Emmerich’s post–Independence Day filmography is, ironically, a disaster: a series of destructive misfires (Godzilla; The Day After Tomorrow; 2012; White House Down, the Independence Day sequel we hope to forget), bland historical epics (The Patriot, 10,000 BC, Midway), and box office flops (Anonymous, Stonewall). Emmerich has more ambitious failures on his résumé than most good directors have total films, a legendarily bad streak of ignominy. Stonewall, which whitewashed a historical moment for LGBTQ rights, is a particularly damning failure.
There is at least some glimmer of self-awareness from Emmerich about his work: He made 2012 in part because he realized audiences were getting more cynical about humanity’s self-destructive nature. (It’s certainly a less triumphant film than Independence Day, less about saving the day than mere survival.) But understanding what’s appealing about his disaster movies doesn’t excuse the lack of imagination Emmerich has shown in the 21st century. Emmerich would do well to acknowledge his own privilege this century: An impressive string of bad films has yet to land him in Director Jail, where more talented (and frequently nonwhite or female) filmmakers have been tossed for far fewer critical or commercial failures. And if Emmerich is going to keep this kind of output going into the 2020s, the least he could do is return to what put him on the map in the first place: objectively silly films that care about a winking sense of humor as much as blowing shit up.

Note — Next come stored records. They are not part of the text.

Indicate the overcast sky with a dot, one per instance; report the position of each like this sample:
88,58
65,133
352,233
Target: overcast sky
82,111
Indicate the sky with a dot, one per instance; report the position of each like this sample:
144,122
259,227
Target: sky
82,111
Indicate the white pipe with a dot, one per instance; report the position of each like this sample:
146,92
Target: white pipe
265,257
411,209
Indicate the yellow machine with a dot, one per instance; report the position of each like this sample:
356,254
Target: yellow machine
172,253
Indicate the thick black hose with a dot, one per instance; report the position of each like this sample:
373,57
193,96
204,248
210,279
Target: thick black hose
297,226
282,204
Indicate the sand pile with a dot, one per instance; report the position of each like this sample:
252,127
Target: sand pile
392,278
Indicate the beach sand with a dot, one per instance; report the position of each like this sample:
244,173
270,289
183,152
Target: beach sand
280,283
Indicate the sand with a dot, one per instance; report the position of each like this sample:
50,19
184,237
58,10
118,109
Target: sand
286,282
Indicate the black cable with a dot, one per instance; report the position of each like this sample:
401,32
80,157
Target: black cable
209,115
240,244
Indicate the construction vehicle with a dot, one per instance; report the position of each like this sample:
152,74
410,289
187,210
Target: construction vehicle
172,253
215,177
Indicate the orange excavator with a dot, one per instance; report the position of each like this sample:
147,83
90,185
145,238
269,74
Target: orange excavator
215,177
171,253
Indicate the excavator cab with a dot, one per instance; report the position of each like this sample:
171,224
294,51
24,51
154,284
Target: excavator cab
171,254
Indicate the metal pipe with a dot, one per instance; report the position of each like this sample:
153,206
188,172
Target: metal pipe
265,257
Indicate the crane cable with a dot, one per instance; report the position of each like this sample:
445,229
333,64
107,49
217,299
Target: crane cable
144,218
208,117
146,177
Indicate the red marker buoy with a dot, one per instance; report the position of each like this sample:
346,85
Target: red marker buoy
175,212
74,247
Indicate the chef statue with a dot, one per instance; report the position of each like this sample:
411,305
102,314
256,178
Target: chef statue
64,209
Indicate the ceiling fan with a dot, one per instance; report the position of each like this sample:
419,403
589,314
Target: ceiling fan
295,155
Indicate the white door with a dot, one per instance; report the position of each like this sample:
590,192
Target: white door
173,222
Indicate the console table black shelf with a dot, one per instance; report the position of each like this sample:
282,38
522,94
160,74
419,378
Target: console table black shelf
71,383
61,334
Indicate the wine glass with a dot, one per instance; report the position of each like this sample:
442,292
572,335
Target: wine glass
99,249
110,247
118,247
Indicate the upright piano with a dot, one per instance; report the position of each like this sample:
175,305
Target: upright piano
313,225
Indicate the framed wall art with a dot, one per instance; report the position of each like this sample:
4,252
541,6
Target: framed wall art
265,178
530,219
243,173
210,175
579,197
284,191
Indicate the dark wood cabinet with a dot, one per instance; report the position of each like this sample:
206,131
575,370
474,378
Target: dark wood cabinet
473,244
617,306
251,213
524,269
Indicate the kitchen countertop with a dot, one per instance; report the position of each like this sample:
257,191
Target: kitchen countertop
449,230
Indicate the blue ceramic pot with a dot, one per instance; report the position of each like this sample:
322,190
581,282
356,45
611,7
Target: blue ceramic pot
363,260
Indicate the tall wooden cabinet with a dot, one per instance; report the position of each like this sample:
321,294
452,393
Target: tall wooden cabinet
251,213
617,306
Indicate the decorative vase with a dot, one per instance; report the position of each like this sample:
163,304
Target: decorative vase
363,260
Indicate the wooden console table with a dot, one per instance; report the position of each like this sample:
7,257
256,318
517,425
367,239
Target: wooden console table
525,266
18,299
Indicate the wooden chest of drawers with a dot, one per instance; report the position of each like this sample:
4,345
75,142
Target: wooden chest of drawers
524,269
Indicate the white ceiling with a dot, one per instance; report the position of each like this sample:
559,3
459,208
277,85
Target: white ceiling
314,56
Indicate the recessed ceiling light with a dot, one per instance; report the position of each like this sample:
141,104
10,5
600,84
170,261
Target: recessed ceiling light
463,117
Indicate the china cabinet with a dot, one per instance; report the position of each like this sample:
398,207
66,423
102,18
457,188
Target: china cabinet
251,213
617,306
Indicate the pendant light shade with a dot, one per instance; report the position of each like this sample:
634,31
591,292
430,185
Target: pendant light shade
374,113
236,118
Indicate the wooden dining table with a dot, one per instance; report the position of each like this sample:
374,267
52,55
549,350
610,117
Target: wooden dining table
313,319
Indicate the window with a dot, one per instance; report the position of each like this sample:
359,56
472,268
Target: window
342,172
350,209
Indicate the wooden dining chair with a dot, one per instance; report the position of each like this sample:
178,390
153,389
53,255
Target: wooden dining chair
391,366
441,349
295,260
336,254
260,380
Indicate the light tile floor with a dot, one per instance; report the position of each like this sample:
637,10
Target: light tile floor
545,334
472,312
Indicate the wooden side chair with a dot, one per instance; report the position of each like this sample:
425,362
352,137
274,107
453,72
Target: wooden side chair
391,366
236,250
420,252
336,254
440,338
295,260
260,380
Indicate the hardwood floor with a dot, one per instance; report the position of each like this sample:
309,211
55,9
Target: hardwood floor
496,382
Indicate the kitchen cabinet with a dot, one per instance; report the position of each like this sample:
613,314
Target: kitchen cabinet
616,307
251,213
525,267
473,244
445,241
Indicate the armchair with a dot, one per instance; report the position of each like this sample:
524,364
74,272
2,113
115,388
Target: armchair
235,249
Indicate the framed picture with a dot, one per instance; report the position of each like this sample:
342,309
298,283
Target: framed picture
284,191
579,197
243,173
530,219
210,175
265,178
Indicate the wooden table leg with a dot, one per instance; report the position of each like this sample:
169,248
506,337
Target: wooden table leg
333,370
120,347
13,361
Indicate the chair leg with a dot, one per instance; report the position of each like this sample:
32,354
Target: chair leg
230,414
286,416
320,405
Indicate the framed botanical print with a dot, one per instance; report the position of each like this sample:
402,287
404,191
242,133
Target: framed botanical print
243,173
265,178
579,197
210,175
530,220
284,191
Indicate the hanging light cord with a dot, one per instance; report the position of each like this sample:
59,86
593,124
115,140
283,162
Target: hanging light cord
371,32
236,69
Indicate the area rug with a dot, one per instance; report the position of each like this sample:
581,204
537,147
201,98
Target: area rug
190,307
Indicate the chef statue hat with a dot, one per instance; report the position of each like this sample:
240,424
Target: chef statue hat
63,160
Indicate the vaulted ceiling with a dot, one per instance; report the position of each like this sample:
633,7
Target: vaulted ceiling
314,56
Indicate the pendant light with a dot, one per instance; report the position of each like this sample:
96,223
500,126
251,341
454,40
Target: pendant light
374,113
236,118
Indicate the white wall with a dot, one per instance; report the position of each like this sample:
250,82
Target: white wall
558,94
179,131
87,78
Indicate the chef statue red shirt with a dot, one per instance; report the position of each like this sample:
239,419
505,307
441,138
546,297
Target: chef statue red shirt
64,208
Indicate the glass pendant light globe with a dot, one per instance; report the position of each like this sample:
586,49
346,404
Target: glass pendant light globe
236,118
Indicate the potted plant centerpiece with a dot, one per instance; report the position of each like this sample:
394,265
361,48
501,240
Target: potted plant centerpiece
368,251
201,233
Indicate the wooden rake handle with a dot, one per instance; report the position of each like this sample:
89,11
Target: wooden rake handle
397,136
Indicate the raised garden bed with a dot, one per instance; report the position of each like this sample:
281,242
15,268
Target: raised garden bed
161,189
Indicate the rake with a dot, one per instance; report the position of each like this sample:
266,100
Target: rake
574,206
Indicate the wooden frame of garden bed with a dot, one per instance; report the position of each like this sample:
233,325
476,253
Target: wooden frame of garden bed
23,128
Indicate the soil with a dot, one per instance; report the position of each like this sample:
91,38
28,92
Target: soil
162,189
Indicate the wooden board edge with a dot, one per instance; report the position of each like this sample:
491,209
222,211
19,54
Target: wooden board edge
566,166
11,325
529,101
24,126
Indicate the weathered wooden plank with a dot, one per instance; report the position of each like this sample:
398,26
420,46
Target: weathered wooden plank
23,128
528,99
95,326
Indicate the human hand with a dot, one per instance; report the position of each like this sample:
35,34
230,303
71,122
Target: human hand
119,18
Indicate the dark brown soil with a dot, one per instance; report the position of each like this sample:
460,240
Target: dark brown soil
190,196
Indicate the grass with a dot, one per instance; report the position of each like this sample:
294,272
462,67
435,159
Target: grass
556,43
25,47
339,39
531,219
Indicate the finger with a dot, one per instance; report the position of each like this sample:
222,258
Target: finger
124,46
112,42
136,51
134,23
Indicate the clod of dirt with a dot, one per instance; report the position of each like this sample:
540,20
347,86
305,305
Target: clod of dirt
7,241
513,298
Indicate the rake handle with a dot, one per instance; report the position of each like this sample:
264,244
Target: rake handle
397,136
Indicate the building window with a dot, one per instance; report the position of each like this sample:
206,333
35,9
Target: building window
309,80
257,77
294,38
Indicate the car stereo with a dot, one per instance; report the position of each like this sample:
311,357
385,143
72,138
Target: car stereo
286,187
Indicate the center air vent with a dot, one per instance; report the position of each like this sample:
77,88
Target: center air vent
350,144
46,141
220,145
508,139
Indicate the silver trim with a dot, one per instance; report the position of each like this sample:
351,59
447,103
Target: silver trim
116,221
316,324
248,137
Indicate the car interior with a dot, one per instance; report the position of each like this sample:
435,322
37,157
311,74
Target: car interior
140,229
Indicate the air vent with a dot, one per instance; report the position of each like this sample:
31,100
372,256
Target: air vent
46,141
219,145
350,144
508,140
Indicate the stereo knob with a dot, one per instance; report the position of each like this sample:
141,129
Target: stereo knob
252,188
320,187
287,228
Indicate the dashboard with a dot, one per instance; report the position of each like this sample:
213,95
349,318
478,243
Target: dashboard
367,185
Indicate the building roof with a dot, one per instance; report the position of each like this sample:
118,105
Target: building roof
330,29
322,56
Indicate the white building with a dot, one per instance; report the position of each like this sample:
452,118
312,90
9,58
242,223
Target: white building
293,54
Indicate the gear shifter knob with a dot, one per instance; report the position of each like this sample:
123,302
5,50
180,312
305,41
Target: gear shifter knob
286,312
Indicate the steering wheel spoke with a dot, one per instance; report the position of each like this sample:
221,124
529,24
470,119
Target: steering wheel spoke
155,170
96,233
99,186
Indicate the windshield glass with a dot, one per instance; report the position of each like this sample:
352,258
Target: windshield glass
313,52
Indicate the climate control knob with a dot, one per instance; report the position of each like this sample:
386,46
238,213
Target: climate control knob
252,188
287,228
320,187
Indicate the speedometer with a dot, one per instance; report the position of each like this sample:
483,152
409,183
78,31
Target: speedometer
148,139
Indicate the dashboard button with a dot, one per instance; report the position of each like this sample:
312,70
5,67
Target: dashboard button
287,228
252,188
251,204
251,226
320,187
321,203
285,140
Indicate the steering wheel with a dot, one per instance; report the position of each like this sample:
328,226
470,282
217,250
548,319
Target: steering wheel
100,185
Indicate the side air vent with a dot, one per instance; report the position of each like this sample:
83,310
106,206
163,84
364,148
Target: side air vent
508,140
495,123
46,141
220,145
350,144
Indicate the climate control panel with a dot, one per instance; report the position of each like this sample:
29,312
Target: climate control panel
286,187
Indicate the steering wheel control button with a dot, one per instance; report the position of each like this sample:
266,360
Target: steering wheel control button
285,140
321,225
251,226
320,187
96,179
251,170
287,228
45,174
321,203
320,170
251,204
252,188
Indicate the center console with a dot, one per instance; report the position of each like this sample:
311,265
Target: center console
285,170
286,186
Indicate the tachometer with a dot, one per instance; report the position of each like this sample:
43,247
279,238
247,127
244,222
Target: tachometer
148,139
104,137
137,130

Besides, there are plenty of movies out there copping his destructive style, not all of which are directed by Michael Bay.
If this chaotic auteur is ever going to get his groove back, I know where to start. The ’90s trio of Universal Soldier, Stargate, and Independence Day isn’t exactly going to find itself in the Criterion Collection, but as gleeful displays of B-movie cheese and blockbuster showmanship, it’s a reminder that the future of Emmerich’s career wouldn’t be a total lost cause if he went back into his own vault. Someone get the mashed potatoes.